Todas las soluciones Importantes de los soberanos y hasta los asuntos de su vida corriente, como, por ejemplo, la recepción de un embajador, un pequeño viaje, o el tomar una medicina, se determinaban consultando antes a las estrellas. Tal era la superstición sideral, que entre las gentes ricas nadie se atrevía a comer, a ponerse un vestido nuevo o a intentar cosa alguna sin estudiar los astros.
Claudio terminaba siempre sus reflexiones acordándose de los Borgias y de las calumnias que los contemporáneos enemigos de dicha familia habían hecho pesar sobre ella.
Era absurdo juzgarlos con el criterio de los tiempos modernos. Resultaba falto de toda equidad no tener en cuenta su época y el ambiente en que se desarrollaron sus existencias
«Si los salvajes que aún quedan en la Tierra—pensaba Borja—nos parecen repugnantes, es porque la barbarie de sus costumbres contrasta con -a civilización más o menos relativa a que hemos llegado. Pero todavía existen en nuestra vida actual excesos abusos e injusticias que los siglos futuros tendrán por execrables, mientras que a nosotros nos parecen una consecuencia forzosa del espíritu especial de nuestro tiempo. Para apreciar lo que fueron los Borgias hay que conocer los hombres y las costumbres de su época. Los devotos de ahora piensan con horror en Alejandro Sexto, Papa con hijos. Es porque en la actualidad el Papado vive como un simple poder espiritual, libre de las impurezas y tentaciones que traen consigo los gobiernos terrenales, y, además, vigilado y depurado por los enemigos que tiene enfrente, el anticlericalismo de los incrédulos y las numerosas Iglesias protestantes en que se fraccionó el cristianismo.»

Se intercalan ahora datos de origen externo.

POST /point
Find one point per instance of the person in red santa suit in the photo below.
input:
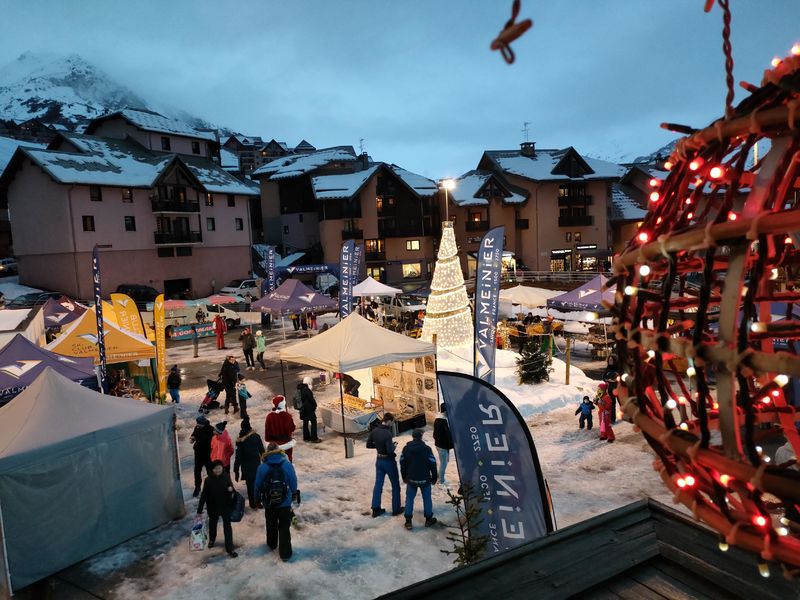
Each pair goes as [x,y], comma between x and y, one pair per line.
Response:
[279,426]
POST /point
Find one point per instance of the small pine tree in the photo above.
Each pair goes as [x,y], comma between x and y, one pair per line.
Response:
[468,546]
[533,365]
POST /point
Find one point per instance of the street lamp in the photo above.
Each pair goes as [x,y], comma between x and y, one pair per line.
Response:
[447,185]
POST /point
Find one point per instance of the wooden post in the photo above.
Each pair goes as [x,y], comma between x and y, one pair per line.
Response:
[569,343]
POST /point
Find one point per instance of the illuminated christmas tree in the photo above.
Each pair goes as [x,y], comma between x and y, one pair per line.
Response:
[448,315]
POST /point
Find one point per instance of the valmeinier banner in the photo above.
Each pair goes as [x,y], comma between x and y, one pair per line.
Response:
[487,302]
[268,285]
[347,275]
[98,311]
[495,454]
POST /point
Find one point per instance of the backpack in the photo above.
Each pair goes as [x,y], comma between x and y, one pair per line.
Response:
[275,490]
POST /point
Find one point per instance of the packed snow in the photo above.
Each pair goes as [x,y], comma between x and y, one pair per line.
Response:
[339,549]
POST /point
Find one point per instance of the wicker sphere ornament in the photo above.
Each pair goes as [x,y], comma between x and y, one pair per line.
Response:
[707,321]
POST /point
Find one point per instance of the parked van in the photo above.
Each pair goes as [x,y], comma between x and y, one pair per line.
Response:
[189,316]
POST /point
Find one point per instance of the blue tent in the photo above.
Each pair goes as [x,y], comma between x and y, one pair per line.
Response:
[587,297]
[21,362]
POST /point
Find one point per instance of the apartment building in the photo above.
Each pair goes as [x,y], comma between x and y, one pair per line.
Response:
[315,201]
[560,209]
[146,192]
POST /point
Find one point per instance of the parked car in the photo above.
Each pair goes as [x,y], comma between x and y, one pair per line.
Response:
[141,294]
[241,287]
[32,299]
[8,266]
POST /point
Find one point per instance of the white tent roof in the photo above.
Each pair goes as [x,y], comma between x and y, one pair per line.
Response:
[528,296]
[355,343]
[371,287]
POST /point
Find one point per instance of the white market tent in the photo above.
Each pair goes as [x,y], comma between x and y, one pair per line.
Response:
[80,472]
[371,287]
[355,343]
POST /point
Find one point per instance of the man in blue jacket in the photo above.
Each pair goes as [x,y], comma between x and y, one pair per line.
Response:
[277,483]
[381,440]
[418,468]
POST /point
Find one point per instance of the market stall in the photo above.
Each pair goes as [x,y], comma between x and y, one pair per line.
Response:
[402,374]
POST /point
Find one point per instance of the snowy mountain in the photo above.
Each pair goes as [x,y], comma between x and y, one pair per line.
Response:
[67,91]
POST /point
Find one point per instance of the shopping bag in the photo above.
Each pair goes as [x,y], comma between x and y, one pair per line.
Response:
[237,512]
[199,537]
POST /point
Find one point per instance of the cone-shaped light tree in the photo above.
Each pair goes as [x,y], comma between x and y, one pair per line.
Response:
[448,314]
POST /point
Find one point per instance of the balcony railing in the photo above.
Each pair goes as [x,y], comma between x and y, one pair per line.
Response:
[575,221]
[183,237]
[174,205]
[353,234]
[477,225]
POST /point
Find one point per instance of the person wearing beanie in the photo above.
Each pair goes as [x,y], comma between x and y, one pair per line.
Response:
[418,469]
[201,443]
[217,495]
[261,347]
[279,426]
[222,446]
[443,442]
[174,384]
[249,449]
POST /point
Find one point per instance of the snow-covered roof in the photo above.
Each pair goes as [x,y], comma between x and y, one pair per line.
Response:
[471,183]
[540,166]
[152,121]
[346,185]
[217,180]
[624,205]
[301,164]
[421,185]
[9,145]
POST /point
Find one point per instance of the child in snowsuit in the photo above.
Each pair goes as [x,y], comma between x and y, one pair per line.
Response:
[585,409]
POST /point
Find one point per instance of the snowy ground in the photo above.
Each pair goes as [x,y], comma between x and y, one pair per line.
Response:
[340,551]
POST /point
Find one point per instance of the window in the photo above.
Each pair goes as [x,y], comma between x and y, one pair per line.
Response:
[412,270]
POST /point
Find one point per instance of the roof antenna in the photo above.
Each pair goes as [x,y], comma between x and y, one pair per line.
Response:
[525,125]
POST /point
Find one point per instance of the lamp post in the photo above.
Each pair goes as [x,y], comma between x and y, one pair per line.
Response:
[447,184]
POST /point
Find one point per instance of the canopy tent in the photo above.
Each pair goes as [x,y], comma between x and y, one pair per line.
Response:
[80,340]
[528,296]
[294,297]
[586,297]
[22,361]
[80,472]
[355,343]
[371,287]
[61,312]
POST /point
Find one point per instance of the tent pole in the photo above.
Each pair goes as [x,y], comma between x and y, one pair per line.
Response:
[341,400]
[5,582]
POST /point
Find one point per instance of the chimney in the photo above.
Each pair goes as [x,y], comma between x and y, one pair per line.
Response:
[528,149]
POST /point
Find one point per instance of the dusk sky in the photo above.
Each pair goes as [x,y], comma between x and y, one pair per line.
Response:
[415,78]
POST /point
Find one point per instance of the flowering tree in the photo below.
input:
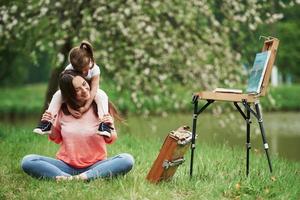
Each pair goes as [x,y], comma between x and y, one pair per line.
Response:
[144,46]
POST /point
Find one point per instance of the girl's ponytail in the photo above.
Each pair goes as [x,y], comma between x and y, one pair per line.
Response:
[89,49]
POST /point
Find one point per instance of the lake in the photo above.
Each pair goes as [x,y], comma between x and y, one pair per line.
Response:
[282,130]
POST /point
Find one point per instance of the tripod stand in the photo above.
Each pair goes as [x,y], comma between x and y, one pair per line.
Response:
[256,113]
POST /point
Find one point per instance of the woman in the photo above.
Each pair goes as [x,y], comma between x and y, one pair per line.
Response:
[82,154]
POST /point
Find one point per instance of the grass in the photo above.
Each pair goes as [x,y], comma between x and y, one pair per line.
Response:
[218,173]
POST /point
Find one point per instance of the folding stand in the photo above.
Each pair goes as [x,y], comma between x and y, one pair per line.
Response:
[270,44]
[256,113]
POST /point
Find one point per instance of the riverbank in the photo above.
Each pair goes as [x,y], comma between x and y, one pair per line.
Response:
[219,171]
[29,99]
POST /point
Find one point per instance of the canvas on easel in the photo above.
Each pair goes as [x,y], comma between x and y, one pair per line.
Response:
[257,87]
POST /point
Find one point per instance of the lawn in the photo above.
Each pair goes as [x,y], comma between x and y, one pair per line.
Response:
[218,174]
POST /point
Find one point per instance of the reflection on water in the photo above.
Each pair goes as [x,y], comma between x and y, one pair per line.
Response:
[282,130]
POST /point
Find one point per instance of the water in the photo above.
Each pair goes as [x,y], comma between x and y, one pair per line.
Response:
[282,130]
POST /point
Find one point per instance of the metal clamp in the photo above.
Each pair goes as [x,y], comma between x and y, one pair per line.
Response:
[173,163]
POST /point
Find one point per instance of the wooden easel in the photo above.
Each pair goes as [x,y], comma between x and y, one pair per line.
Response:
[270,44]
[171,155]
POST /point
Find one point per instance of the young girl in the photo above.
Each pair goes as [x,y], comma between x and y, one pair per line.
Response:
[81,59]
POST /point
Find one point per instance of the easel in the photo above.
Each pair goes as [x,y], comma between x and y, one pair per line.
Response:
[270,44]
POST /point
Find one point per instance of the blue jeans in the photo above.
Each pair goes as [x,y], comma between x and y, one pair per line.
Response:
[46,167]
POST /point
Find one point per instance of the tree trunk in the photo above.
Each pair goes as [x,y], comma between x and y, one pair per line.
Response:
[53,82]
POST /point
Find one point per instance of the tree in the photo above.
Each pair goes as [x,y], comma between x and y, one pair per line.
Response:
[143,46]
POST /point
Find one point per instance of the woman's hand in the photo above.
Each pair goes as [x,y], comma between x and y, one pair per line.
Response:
[47,116]
[108,119]
[83,109]
[74,113]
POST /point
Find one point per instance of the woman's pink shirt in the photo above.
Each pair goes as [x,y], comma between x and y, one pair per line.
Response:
[80,146]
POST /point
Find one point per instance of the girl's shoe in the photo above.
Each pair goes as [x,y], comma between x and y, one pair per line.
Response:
[43,128]
[104,130]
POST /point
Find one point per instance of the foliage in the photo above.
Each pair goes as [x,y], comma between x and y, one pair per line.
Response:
[142,46]
[28,100]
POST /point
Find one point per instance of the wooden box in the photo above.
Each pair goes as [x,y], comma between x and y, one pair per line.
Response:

Durante los siglos xv y xvi, el Papado era todo lo contrario. La Iglesia católica dominaba moralmente a los grandes estados de Europa, figurando al mismo tiempo como un Estado más, pues gobernaba políticamente a Roma y los territorios de la Santa Sede. El Papa era un soberano como los otros soberanos laicos, un rey electivo, lo mismo que los demás reyes. Y no resultaba Rodrigo de Borja el único Pontífice que tenía hijos y procuraba favorecerlos.
Casi todo el cardenalato de aquella época, del cual había de surgir el futuro Papa, estaba compuesto de ricos señores, acostumbrados a vivir con mas ostentación que los príncipes seglares, por ser mayores sus rentas.
Se dedicaban a la protección de las bellas artes, se fortalecían en la caza cuando no podían hacerlo en la guerra, tenían numerosas amantes durante su juventud, que les daban no menos herederos, y llamaban a éstos unas veces sobrinos, concediéndoles otras el título de hijos francamente, cuando sentían halagada su vanidad paternal por las condiciones de sus retoños, buenas o malas.